Ce discours s’accompagne souvent d’amertume, de ressentiment, de plus ou moins de nihilisme, mais il manie aussi l’ironie, la parodie, toutes les possibilités du second degré. Plus d’immédiateté ni de plénitude possible, rien qu’une expérience fragmentaire, falsifiée, frustrante. L’art remplace l’original par la copie, la création par l’emprunt, la pensée ne construit rien, mais déconstruit sans fin, le sens est perdu et s’il en reste, il doit être mis en crise, toute relation est aliénation, tout désir de savoir ambition de pouvoir, etc. Pensée que j’ai jugée déprimante lorsque je l’ai découverte, très peu vitalisante, bien éloignée du gai savoir et de la puissance d’agir, qui ne correspondait pas à mon expérience ni ne m’apprenait grand-chose sur le monde.
Je l’ai donc étudiée de mauvaise grâce et je préfère admettre tout de suite ma partialité. Il faudrait aussi établir des différences : si Lacan ne me fournit qu’une idée pour des pages et des pages d’ennui profond, dans un style pédant, précieux, bref, pénible, la pensée de Derrida détient un puissant pouvoir de suggestion et son langage chatoyant d’obscurité a un charme certain, préservant la mobilité du sens dans la fluidité du texte, sans le fixer dans aucun mot. S’ajoutent Foucault, Baudrillard, Lyotard, Deleuze et bien d’autres.
Le postmodernisme a rencontré un franc succès aux États-Unis, sous le nom de French Theory. Là-bas, il a été appliqué à la société, mis en pratique, notamment la déconstruction du discours de Derrida et la remise en question du biopouvoir de Foucault, ce qui a donné de nouvelles disciplines : post-colonial, critical race, gender, queer, disabilities, and fat studies et ces disciplines ont donné un activisme qui lutte aujourd’hui pour la justice sociale (Social Justice ou SocJus) en se fondant sur l’identité communautaire. Ses membres sont donc qualifiés, par leurs détracteurs, d’identitarians et leur discours domine la gauche de bien des pays, y compris en France. Ils se considèrent woke : éveillés, conscients et cherchent à éveiller, conscientiser les autres, par des méthodes de plus en plus totalitaires. Policiers du discours, décidant de ce qui doit être dit et comment, ils n’autorisent pas le débat, puisque le débat est en soi une atteinte à leur identité.

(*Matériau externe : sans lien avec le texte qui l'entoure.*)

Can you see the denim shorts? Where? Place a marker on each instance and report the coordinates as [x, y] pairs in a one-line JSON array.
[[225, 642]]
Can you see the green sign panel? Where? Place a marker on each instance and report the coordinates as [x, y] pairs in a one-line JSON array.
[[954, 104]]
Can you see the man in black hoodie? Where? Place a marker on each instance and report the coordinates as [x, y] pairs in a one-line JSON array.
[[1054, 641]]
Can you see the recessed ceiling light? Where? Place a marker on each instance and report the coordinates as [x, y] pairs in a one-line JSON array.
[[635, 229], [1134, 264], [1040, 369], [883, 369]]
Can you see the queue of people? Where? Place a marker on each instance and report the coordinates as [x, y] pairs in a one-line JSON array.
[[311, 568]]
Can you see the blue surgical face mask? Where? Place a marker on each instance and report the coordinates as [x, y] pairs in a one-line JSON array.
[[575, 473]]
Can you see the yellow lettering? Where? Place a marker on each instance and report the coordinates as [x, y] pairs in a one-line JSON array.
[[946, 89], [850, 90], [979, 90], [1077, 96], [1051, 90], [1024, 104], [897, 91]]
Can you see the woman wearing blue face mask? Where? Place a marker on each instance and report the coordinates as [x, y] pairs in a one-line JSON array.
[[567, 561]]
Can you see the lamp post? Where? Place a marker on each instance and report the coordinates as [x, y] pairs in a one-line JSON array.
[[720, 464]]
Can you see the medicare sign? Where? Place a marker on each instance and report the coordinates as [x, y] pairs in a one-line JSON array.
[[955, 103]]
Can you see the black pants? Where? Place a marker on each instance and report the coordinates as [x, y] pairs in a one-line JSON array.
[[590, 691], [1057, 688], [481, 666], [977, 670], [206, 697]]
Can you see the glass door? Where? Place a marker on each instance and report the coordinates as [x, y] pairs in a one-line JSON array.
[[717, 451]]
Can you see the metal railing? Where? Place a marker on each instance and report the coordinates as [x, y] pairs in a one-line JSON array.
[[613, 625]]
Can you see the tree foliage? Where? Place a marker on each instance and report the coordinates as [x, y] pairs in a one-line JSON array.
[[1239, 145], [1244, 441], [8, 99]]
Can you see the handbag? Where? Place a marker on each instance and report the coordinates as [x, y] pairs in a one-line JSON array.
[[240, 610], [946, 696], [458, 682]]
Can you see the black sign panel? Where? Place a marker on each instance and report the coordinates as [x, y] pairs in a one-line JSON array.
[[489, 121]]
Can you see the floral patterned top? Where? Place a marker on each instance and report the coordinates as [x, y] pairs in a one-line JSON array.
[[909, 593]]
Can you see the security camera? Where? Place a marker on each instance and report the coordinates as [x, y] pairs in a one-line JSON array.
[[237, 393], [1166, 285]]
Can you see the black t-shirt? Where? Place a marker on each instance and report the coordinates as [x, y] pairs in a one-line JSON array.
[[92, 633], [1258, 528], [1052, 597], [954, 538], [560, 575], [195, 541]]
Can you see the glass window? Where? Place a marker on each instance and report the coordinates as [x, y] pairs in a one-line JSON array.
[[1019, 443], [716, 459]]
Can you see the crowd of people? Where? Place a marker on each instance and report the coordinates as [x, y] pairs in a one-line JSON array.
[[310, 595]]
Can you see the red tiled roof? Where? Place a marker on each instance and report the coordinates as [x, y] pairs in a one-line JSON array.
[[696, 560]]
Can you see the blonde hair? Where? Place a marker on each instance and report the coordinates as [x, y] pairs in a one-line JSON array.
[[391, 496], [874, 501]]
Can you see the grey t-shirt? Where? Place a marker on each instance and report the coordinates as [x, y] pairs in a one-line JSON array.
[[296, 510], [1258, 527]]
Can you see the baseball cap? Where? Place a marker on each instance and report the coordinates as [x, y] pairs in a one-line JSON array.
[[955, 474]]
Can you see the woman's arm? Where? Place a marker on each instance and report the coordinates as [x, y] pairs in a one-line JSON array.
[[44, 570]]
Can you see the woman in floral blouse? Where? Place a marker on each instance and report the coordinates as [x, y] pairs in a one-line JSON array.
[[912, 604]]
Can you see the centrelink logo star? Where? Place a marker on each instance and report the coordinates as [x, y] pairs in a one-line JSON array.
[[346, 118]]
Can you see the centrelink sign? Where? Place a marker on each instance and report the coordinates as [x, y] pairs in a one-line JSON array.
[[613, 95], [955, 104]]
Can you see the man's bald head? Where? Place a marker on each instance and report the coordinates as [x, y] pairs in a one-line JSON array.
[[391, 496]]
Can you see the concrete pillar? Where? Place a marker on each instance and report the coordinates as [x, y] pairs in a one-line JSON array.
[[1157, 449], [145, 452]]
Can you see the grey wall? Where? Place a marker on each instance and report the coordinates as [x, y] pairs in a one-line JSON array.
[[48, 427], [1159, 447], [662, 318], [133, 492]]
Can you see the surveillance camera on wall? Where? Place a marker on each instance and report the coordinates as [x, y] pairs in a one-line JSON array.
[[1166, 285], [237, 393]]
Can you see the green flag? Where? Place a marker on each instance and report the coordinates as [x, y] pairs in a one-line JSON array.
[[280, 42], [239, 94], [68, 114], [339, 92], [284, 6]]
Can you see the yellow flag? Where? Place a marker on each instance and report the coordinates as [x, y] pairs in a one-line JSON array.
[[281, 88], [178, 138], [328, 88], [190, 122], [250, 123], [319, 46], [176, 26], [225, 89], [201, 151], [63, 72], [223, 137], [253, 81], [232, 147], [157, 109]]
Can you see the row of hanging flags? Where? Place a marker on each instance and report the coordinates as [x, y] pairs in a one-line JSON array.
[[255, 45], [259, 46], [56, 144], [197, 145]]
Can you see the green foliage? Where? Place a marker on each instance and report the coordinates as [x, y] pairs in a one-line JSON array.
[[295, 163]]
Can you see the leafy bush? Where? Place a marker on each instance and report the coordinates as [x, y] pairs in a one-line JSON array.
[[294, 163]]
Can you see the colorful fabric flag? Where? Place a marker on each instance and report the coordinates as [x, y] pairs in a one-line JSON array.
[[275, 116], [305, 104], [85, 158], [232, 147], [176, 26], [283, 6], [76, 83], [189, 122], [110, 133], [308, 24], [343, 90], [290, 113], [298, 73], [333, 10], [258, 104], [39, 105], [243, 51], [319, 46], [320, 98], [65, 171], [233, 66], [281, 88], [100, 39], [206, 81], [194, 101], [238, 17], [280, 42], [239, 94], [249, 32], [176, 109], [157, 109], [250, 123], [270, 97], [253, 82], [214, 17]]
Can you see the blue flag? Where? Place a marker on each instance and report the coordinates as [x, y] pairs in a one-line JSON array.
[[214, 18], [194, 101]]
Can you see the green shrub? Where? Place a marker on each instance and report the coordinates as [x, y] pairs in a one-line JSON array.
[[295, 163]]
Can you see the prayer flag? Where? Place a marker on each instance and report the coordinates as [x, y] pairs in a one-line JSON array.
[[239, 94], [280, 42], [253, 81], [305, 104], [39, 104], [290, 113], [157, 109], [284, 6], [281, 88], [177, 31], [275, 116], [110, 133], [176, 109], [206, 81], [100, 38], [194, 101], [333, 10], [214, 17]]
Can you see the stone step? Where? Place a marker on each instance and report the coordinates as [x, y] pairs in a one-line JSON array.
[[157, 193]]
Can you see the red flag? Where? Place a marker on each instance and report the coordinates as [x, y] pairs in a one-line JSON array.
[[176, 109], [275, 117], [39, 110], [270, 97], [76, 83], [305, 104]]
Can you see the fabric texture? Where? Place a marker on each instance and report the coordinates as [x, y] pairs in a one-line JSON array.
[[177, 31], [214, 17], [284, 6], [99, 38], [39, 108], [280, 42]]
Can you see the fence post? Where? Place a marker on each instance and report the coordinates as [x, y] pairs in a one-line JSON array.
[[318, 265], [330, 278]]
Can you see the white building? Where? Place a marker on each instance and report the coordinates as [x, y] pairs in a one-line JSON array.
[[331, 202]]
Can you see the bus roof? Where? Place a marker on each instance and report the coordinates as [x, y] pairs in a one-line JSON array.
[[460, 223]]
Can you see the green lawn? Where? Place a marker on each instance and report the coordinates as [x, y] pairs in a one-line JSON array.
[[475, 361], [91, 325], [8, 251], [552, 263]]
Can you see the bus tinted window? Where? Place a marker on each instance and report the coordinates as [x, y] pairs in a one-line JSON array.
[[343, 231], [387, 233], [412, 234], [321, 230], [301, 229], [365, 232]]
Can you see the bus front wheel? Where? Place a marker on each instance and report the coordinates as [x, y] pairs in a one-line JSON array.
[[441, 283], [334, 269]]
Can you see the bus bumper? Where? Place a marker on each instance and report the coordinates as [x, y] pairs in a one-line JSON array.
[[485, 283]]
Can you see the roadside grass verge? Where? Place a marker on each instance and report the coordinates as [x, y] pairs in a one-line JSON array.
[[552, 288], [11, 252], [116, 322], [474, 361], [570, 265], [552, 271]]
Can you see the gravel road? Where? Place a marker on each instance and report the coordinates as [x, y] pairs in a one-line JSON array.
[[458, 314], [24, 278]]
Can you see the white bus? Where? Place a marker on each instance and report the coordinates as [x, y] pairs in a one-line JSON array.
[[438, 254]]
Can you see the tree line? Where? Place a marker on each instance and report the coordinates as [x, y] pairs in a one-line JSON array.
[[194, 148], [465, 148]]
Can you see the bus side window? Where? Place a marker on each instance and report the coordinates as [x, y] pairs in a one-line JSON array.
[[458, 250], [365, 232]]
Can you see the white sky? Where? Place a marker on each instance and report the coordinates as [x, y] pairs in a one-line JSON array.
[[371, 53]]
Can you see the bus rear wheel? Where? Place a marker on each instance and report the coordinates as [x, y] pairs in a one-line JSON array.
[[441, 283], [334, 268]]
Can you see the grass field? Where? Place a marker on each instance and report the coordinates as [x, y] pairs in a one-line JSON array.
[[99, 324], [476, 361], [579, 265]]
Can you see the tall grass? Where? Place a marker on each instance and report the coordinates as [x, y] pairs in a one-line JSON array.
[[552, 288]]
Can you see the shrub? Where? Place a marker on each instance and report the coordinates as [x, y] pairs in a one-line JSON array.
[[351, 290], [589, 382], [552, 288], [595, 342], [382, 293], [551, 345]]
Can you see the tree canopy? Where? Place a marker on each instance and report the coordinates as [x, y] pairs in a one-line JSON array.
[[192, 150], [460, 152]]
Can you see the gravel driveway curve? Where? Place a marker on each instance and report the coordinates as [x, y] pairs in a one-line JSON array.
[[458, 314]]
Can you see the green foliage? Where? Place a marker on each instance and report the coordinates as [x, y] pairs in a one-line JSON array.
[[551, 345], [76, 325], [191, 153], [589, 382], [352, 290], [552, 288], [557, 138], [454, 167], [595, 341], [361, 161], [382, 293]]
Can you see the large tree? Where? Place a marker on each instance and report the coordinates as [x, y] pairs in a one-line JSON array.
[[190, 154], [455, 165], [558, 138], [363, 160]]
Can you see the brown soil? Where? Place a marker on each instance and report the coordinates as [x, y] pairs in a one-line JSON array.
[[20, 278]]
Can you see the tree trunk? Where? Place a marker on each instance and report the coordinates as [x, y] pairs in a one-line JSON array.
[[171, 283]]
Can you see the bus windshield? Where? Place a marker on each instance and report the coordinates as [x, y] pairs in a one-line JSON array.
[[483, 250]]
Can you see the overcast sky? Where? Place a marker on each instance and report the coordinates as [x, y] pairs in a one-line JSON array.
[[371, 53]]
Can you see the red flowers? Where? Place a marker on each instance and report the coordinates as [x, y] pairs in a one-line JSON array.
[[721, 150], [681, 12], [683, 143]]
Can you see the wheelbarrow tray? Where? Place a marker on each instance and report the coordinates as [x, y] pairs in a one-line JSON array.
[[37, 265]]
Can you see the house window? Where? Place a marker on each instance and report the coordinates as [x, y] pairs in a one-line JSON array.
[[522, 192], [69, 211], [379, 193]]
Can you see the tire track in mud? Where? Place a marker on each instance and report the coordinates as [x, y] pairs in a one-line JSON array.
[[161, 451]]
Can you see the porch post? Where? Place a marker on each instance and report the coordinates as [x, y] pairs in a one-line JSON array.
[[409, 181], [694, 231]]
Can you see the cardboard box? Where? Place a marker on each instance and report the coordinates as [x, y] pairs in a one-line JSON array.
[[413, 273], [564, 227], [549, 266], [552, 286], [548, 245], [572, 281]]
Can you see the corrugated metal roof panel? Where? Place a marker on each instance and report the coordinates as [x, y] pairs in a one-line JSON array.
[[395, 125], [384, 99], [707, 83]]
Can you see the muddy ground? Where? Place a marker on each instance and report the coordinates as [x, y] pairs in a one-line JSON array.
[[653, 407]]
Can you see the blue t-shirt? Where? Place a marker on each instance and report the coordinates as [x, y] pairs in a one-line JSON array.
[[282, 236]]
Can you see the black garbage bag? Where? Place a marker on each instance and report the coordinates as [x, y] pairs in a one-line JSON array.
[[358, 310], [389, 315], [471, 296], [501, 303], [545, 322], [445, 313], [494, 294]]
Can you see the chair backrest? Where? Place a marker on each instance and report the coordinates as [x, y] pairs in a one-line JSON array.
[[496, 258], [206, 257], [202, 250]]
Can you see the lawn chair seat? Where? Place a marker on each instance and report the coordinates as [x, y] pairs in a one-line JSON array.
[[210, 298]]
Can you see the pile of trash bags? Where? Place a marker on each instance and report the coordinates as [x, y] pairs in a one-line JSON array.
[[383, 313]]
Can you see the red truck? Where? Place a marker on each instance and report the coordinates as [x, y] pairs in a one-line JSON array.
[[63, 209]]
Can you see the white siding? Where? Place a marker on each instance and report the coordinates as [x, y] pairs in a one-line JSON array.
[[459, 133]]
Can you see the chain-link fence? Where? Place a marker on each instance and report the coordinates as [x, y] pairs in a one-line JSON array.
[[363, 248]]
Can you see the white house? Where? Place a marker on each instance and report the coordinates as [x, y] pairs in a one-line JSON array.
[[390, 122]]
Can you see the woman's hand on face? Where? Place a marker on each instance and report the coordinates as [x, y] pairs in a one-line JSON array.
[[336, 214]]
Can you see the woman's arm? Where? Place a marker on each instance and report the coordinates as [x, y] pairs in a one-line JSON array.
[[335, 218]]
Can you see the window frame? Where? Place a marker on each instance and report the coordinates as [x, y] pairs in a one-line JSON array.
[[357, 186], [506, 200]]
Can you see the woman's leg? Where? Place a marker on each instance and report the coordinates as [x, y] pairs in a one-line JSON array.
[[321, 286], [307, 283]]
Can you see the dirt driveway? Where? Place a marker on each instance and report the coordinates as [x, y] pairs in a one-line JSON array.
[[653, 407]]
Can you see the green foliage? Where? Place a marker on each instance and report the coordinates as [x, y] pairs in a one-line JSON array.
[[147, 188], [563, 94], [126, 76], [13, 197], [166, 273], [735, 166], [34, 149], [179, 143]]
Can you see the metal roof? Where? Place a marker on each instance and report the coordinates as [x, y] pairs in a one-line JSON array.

L’ouvrage d’Helen Pluckrose et James Lindsay Cynical Theories. How Universities Made Everything about Race, Gender, and Identity – and Why This Harms Everybody traite des tenants et des aboutissants de ce mouvement, en distinguant trois époques : celui de la postmodernité proprement dite, en France, des années 1960 au milieu des années 1980, puis celui de son application à la société dans les universités américaines au sein des différentes disciplines susmentionnées, du milieu des années 1980 aux années 2000, et enfin, depuis 2010, sa réification dans un activisme qui prend ces théories pour des vérités révélées que tous doivent reconnaître, respecter et pratiquer.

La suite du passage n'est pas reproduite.